The Park is “outside the city limits” [Figure; 62], presumably to the south and accessible from Wilder Creek Road. Wilder Creek runs near the park; Lewis uses this route as a shortcut to Oakridge Cemetery [House; 83]. Jonathan Barnavelt first eclipsed the moon at a ceremony held at the park [House; 51], and his nephew, Lewis, imagines himself a Viking chieftain and the park a battleground [Figure; 62].

Road

Little is said about the Road itself except that portions of it are blacktop and the bridge carries the road over Wilder Creek. Lewis’ earliest remembrance of the road came during a midnight car chase [House; 96]; where Twelve Mile Road runs into Wilder Creek Road (an area near where “three roads meet”), Lewis remembered seeing “a Civil War Cannon..., a wooden church..., and a general store...” [House; 96-7]. Later, he and Rose Rita ride through town, turn south, and take a 30 minute bicycle ride to reach the road [The Beast Under the Wizard’s Bridge; 53-4].

The Bridge

There have been at least three known bridges across Wilder Creek. An old wooden bridge existed first; it was replaced in 1892 by an iron bridge whose funds were donated by local citizen Elihu Clabbernong [Beast; 12-3]. It was later discovered that Clabbernong had melted down a meteorite that landed on his family farm and mixed it with the iron for the bridge construction; just as the meteorite was able to keep a series of intergalactic entities (known as the Great Old Ones) imprisoned, the special iron meant the bridge was able to keep Elihu’s transfigured great-uncle, Jedediah, imprisoned below the bridge for decades [Beast; 71].

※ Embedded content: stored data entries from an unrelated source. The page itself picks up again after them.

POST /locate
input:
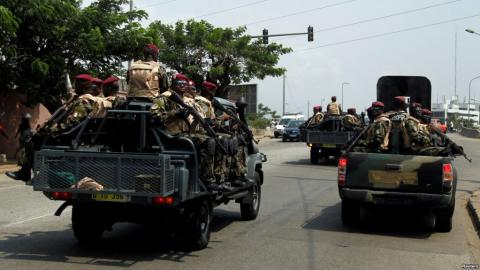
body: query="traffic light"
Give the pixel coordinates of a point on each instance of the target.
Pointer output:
(265, 36)
(310, 33)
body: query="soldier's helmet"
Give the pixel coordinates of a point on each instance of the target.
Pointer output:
(151, 50)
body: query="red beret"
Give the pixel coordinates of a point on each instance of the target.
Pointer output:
(377, 104)
(85, 77)
(399, 99)
(152, 47)
(97, 81)
(180, 77)
(209, 86)
(109, 80)
(426, 112)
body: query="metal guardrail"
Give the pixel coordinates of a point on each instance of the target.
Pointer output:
(130, 174)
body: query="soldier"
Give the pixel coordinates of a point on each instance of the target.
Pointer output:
(317, 117)
(333, 108)
(379, 130)
(176, 120)
(351, 121)
(111, 88)
(146, 78)
(25, 150)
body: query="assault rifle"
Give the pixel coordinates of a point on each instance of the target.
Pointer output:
(177, 99)
(217, 104)
(451, 146)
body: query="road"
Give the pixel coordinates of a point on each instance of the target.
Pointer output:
(299, 227)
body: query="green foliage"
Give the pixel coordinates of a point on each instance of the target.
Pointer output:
(222, 55)
(42, 39)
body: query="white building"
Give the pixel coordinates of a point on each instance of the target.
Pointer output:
(453, 108)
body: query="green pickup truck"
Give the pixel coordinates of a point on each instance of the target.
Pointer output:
(395, 180)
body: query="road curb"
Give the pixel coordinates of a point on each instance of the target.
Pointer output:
(473, 207)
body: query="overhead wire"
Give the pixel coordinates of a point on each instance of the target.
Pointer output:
(300, 12)
(230, 9)
(378, 18)
(387, 33)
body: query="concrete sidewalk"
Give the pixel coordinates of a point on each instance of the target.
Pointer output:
(473, 206)
(7, 167)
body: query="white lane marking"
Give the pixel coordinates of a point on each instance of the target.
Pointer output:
(30, 219)
(10, 187)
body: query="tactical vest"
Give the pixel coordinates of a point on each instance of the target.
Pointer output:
(333, 108)
(143, 79)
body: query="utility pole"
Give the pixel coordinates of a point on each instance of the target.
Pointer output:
(308, 109)
(283, 94)
(455, 72)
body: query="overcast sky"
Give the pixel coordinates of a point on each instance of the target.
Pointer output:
(317, 69)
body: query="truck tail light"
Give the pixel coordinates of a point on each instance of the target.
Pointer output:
(61, 195)
(162, 200)
(342, 171)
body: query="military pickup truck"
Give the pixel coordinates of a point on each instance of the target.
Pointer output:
(122, 168)
(327, 138)
(395, 180)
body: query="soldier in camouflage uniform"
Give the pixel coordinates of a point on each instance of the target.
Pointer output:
(177, 121)
(317, 117)
(379, 130)
(146, 78)
(351, 121)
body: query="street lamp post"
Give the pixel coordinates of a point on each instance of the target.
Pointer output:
(469, 99)
(342, 90)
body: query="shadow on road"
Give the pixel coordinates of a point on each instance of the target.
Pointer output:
(125, 246)
(394, 222)
(321, 162)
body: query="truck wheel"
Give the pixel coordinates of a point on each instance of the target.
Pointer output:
(87, 225)
(350, 213)
(444, 218)
(313, 155)
(249, 211)
(199, 220)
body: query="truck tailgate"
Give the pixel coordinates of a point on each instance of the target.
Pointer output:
(395, 172)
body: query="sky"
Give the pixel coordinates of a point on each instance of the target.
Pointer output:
(359, 41)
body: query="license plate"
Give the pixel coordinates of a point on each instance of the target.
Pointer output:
(329, 145)
(106, 197)
(392, 179)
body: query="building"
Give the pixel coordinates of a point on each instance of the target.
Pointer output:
(248, 91)
(451, 109)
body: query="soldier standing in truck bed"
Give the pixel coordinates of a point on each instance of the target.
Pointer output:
(333, 108)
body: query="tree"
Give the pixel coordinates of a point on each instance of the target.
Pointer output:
(221, 55)
(41, 40)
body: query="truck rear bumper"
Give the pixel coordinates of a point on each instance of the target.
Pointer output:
(391, 198)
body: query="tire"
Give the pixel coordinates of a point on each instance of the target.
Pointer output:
(87, 225)
(314, 155)
(444, 218)
(350, 213)
(198, 225)
(249, 211)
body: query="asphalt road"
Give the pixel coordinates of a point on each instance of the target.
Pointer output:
(298, 227)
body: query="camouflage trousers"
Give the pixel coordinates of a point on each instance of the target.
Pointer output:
(206, 158)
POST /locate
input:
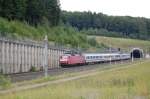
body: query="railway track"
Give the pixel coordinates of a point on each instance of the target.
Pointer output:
(59, 71)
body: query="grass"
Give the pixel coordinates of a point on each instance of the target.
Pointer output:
(129, 83)
(123, 42)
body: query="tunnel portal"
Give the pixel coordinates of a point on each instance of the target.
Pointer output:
(137, 53)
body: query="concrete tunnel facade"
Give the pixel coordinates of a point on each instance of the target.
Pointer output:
(137, 53)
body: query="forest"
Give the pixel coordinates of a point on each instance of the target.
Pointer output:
(101, 24)
(33, 19)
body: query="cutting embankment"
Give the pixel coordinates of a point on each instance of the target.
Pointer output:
(128, 82)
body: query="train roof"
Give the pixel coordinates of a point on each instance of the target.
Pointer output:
(102, 54)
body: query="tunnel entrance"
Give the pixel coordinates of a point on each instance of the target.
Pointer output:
(137, 53)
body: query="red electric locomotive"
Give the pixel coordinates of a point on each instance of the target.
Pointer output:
(72, 58)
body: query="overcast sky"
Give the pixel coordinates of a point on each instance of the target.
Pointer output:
(139, 8)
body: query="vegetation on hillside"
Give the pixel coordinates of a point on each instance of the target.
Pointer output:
(126, 44)
(127, 83)
(61, 35)
(101, 24)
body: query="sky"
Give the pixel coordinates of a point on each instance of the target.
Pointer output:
(135, 8)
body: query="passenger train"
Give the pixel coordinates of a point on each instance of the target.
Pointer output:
(69, 58)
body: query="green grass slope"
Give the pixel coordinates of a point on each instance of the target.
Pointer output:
(123, 42)
(132, 82)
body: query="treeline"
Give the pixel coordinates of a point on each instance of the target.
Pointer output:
(32, 11)
(96, 23)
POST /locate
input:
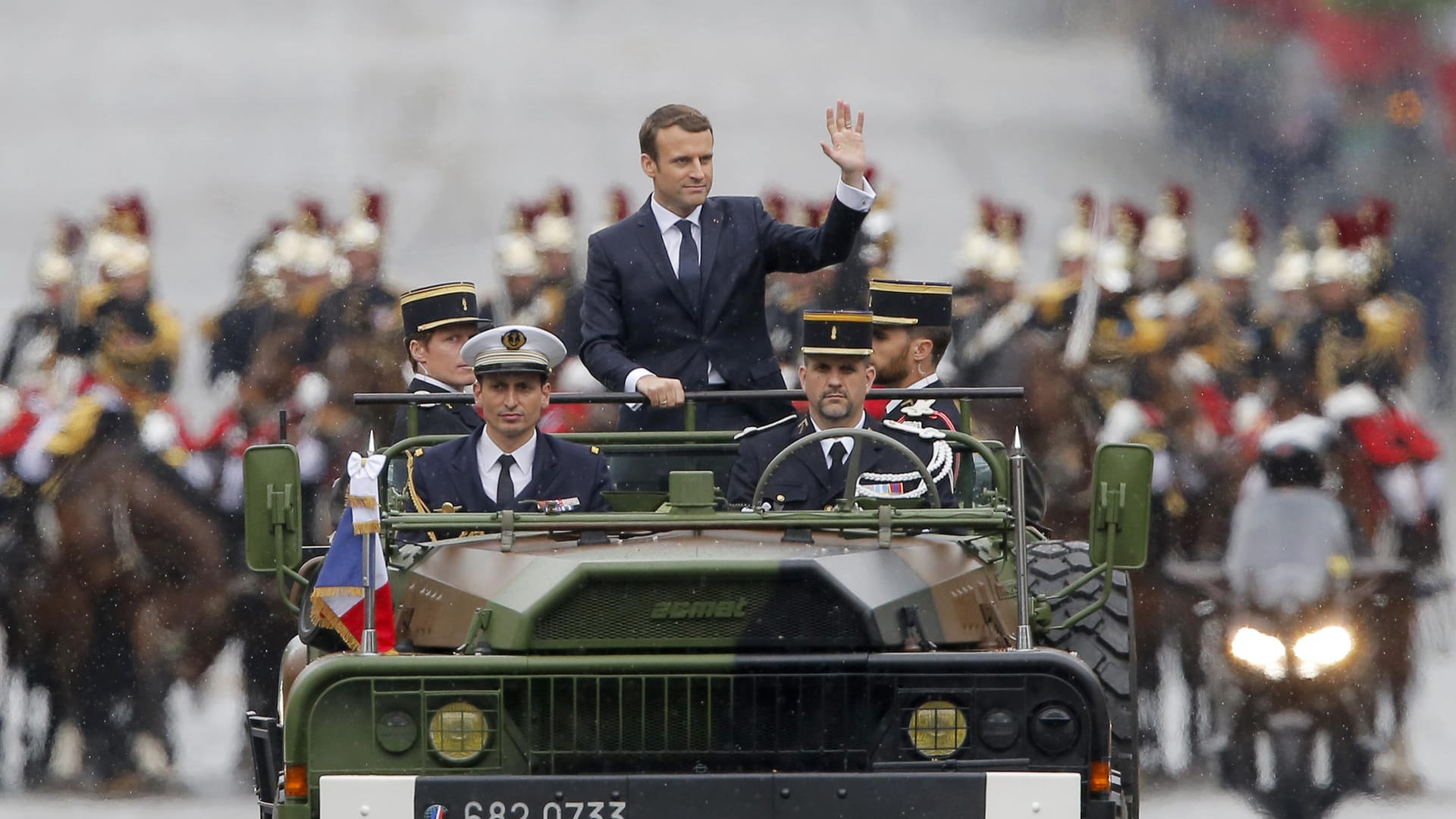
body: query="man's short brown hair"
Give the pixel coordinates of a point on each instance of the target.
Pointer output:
(685, 117)
(940, 340)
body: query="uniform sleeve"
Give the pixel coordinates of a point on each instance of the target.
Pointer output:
(601, 483)
(804, 249)
(603, 327)
(416, 500)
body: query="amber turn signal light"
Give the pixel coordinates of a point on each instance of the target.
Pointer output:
(1101, 777)
(296, 781)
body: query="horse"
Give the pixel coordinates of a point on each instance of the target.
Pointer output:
(1056, 419)
(126, 598)
(1394, 621)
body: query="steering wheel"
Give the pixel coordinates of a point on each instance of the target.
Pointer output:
(855, 433)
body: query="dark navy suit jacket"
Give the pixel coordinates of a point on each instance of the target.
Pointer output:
(450, 472)
(802, 482)
(437, 419)
(637, 312)
(944, 414)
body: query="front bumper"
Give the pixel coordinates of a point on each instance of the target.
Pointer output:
(639, 796)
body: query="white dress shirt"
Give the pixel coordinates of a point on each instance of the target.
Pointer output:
(437, 382)
(488, 455)
(846, 441)
(854, 199)
(921, 384)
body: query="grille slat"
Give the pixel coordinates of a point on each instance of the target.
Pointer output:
(750, 613)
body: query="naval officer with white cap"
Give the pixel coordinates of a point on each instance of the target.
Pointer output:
(509, 464)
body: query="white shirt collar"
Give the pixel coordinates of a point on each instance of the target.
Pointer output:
(488, 455)
(846, 441)
(921, 384)
(667, 221)
(437, 382)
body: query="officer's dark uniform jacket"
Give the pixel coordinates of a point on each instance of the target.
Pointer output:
(353, 309)
(447, 477)
(46, 327)
(437, 419)
(235, 337)
(802, 482)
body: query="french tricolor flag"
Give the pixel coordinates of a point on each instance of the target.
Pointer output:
(338, 594)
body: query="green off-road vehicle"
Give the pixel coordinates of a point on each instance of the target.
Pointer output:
(683, 657)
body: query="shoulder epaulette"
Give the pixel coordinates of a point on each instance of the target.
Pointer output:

This bridge was described as “a maze of crisscrossing black girders” [House; 99] and, because of its special makeup, appeared as “sturdy as all-get-out and not a speck o’ rust anywhere” [Beast; 55]. During the bridge's demolition, Lewis visits the site and finds a iron rivet.

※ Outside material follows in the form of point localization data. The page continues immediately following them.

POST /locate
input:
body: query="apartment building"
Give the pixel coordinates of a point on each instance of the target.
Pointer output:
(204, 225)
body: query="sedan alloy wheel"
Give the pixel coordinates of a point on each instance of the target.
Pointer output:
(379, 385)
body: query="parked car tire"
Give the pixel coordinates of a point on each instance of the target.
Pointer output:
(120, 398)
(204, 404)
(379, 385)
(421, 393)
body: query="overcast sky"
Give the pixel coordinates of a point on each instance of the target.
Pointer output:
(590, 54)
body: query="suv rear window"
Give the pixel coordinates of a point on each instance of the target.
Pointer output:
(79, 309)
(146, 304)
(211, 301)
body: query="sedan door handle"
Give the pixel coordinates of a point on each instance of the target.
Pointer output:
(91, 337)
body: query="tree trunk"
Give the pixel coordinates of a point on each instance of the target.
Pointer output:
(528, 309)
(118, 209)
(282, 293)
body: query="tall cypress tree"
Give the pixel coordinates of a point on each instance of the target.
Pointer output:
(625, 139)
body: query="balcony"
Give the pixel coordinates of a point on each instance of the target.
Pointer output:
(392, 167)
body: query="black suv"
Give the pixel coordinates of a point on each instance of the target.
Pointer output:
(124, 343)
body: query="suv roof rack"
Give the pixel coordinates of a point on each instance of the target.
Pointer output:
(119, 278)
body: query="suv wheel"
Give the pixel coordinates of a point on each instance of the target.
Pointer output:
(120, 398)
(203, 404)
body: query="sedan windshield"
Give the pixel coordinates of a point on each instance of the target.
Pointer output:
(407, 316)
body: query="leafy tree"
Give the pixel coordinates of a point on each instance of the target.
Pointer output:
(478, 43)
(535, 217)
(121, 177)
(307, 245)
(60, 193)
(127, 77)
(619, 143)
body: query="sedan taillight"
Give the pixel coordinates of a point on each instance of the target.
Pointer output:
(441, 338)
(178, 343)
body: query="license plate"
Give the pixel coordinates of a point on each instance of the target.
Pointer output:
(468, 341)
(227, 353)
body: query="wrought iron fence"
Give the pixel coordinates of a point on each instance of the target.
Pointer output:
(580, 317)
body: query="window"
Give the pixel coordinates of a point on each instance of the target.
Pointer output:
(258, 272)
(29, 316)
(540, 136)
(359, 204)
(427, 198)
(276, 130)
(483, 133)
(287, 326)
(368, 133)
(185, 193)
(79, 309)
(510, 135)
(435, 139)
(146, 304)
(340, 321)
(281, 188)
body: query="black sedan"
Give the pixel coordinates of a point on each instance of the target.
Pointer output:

In the early 1950s, the iron bridge was demolished and replaced by a modern concrete bridge [Beast; 2].

Wilder Creek Castle

Inspiration

Wilder Creek is a very real 10.5 mile tributary of the Kalamazoo River and is located east/southeast of Marshall. The creek takes its name from Oshea Wilder (1784-1847), an early settler and surveyor of the Marshall area. Near the creek is a railway bed once part of the old Interurban line that ran between Marshall, Albion, and Homer and a stone castle constructed by the Works Progress Administration during the 1930s. Originally located near Concord, the castle has been used as a private residence, a haunted castle attraction during the Halloween season, and as the backdrop for a local renaissance fair. Today, the Wilder Creek Conservation Club maintains the area as a sixty-acre wildlife habitat.

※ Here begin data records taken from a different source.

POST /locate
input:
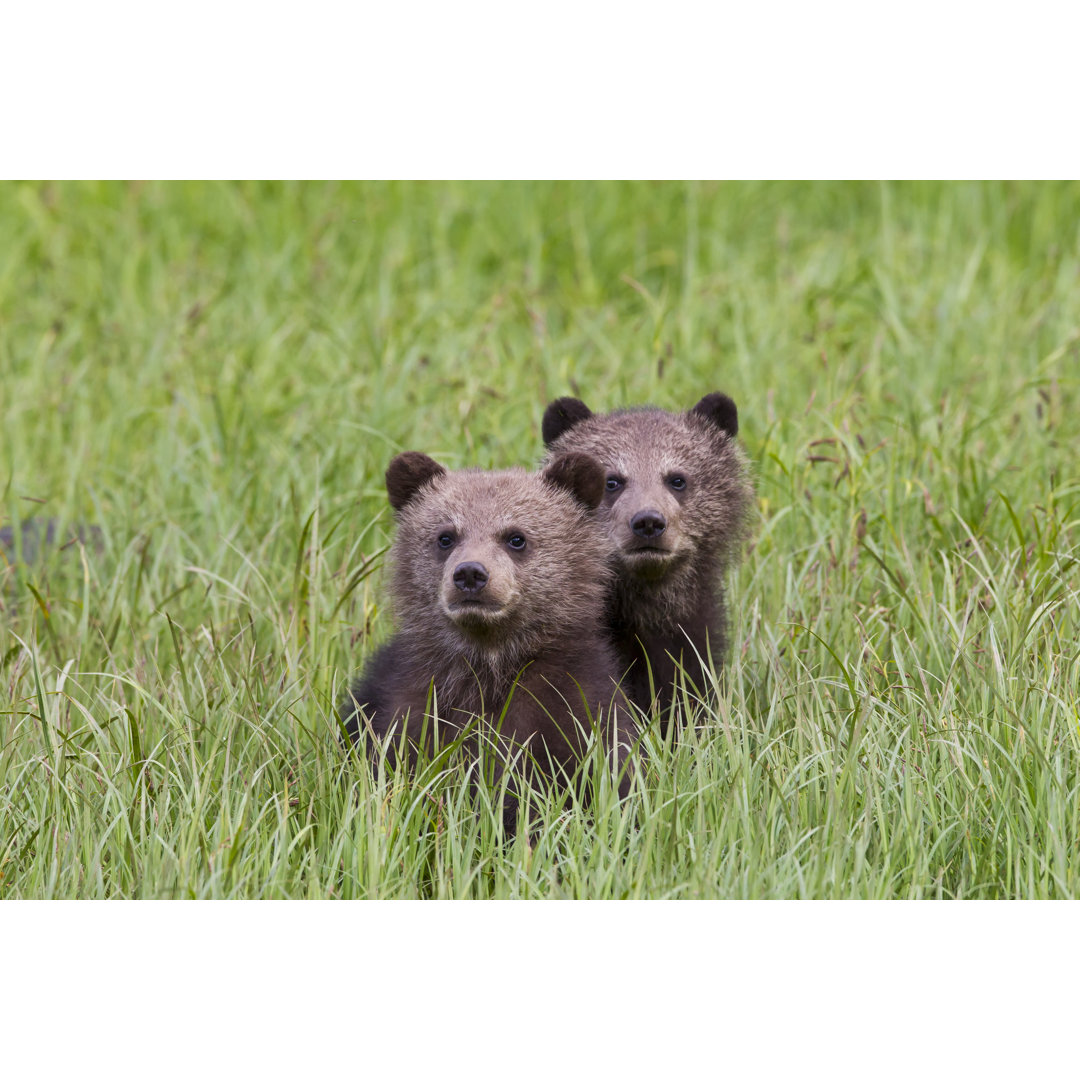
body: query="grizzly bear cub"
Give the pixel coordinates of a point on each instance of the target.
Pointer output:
(499, 585)
(676, 502)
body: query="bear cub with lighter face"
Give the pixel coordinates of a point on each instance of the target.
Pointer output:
(675, 504)
(499, 586)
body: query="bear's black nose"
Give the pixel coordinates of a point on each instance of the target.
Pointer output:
(648, 523)
(470, 577)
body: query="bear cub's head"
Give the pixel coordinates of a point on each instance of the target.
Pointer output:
(676, 489)
(498, 558)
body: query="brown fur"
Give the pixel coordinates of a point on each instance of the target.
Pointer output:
(666, 605)
(531, 634)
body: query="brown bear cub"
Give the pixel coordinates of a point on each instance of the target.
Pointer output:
(676, 501)
(499, 586)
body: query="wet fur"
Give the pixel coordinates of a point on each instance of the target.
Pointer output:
(547, 651)
(662, 617)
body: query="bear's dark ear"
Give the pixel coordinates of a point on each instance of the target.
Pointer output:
(580, 474)
(407, 474)
(561, 416)
(719, 409)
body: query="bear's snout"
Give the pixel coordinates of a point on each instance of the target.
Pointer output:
(648, 524)
(470, 578)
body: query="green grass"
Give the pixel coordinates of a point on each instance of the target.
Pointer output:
(216, 376)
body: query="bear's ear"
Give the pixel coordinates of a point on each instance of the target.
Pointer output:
(719, 409)
(580, 474)
(407, 474)
(561, 416)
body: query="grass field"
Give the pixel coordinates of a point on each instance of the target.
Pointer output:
(215, 377)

Bellairs notes that the car chase “covered a large part of Capharnaum County that night” [House; 97], which makes plotting this route difficult, if not impossible, on a contemporary map of Calhoun County since the author has taken great poetic license in crafting the countryside of his fictional county.

For example, Marshall resident Sharon Peters tells us that there is no Wilder Creek Road – "just a creek and a park where I have spent many hours picnicking and playing.” The only bridge to cross Wilder Creek does so on Division Drive, about two miles east of the where Division Drive splits from Homer Road. However, this bridge, built in 1974, does not come close to the grandiose description given by Bellairs and Strickland, and no such bridge seems to currently exist near Wilder Creek. (One does wonder what existed here prior to 1974, though.) With a little imagination, however, there is one bridge whose looks and age make it a likely candidate. The 21 Mile Road Bridge over Rice Creek), located northeast of Marshall, is a Pratt Truss bridge constructed in 1885.

However, recall from above that Twelve Mile Road connects to Wilder Creek Road. In Calhoun County, at least, the county roads are numbered going east from the county line, which places Twelve Mile Road west of Marshall. This eight-mile stretch of road runs north-south and passes through the unincorporated village of Ceresco, crosses a railroad crossing, and over the Kalamazoo River - but never intersecting with either Homer Road or Division Drive.

What about the infamous intersection of the three roads, near where Wilder Creek Road and Twelve Mile Road meet? Continuing eastward on Division Drive, turn south on 22 Mile Road until you reach the intersection of 22 Mile Road, 22 ½ Mile Road, and F-Drive South. Nearby is the small community of Eckford and the East Eckford Community Church. Is the vicinity Bellairs had in mind?